Insoweit das Sachverhaltsvorbringen des Beschwerdeführers darauf abzielen sollte, durch Art. 8 MRK geschützte Interessen aufzuzeigen, vermag es der Beschwerde nicht zum Erfolg zu verhelfen, weil bei einer auf § 10 Abs. 1 Z. 3 FrG 1997 gestützten Entscheidung eine Bedachtnahme auf derartige Interessen nicht zu erfolgen hat (vgl. das bereits zitierte hg.

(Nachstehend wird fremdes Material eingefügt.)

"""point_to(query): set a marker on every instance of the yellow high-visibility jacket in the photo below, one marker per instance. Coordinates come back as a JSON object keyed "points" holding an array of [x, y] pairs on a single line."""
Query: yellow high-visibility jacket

Erkenntnis vom 28. Jänner 1999).

Sollte mit diesem Beschwerdevorbringen allerdings dargelegt werden, dass im Falle des Beschwerdeführers besonders berücksichtigungswürdige Gründe im Sinne des § 10 Abs. 4 FrG 1997 vorlägen, so ist ihm entgegenzuhalten, dass der Abweisung des gegenständlichen Antrags die in § 10 Abs. 4 FrG 1997 geschaffene Möglichkeit, unter näher umschriebenen Voraussetzungen trotz Vorliegens des in Rede stehenden Versagungsgrundes von Amts wegen eine Aufenthaltserlaubnis zu erteilen, nicht entgegensteht. Ein subjektives Recht auf Erteilung eines solchen Aufenthaltstitels gemäß § 10 Abs. 4 FrG 1997 besteht allerdings nicht. Eine Anwendung dieser Gesetzesbestimmung setzte im Übrigen das Vorliegen eines entsprechenden Sachverhaltes voraus (vgl. auch hiezu das bereits zitierte hg. Erkenntnis vom 28. Jänner 1999).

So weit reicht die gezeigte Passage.